Part of the allocated U.S. budget will go to judicial crisis intervention procedures and other gun violence reduction programs.
WASHINGTON – The U.S. Department of Justice will give more than $200 million to states and the District of Columbia to boost gun violence prevention programs as part of the gun control law passed by Congress a few months ago, officials said Tuesday.
The initiative includes funding for the implementation of “red flag” laws, or extreme risk protection orders, designed to take guns away from people with potentially violent behavior to prevent them from hurting themselves or others. Nineteen states and the District of Columbia have red flag laws.
Part of the $231 million announced Tuesday, on the fifth anniversary of the Parkland, Florida, school massacre, will go to crisis intervention court procedures and other gun violence reduction programs.
Red flag laws have been promoted by President Joe Biden and activists as an effective tool to prevent gun violence before it occurs. However, an analysis by The Associated Press found that they are rarely used, even as gun violence is on the rise across the country. This could be due to a lack of awareness of the laws or a reluctance to enforce them.
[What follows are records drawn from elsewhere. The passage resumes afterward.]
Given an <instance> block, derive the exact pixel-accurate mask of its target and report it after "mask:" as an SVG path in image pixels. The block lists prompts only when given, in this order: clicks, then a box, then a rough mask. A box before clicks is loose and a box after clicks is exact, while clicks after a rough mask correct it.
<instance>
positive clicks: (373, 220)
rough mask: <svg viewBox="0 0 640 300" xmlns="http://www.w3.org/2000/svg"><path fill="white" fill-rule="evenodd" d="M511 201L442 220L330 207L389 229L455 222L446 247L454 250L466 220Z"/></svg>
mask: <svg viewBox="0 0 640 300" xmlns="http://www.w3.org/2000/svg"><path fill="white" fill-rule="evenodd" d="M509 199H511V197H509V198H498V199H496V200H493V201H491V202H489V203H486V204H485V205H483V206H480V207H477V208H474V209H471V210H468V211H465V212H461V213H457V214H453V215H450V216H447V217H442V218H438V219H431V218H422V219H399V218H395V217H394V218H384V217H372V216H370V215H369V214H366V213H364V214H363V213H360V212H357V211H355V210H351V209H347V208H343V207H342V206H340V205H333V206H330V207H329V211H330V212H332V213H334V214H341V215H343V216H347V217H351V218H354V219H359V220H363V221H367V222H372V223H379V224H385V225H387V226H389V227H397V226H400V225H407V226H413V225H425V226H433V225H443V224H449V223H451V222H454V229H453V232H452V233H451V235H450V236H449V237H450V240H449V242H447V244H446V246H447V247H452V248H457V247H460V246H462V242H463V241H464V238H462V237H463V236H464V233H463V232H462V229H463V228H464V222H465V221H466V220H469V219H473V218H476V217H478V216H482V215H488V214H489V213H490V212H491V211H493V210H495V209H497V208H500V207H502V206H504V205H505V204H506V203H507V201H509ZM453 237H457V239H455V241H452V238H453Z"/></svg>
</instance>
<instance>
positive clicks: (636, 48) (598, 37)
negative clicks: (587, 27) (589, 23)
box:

For example, the suspect in the massacre at an LGBT club in Colorado Springs, Colorado, in November had allegedly threatened his mother a year and a half earlier, but there is no record that either police or other family members tried to use that law in effect in Colorado.
Laws vary from state to state, but generally allow family members or police to ask the courts to issue an order to take away a person’s guns for up to one year. Some complain that the law could violate the constitutional right to bear arms. The Justice Department says the program contains measures to prevent it from being abused.
The funds are part of the $1.4 billion approved by Congress for the Justice Department to use over five years for gun violence prevention measures.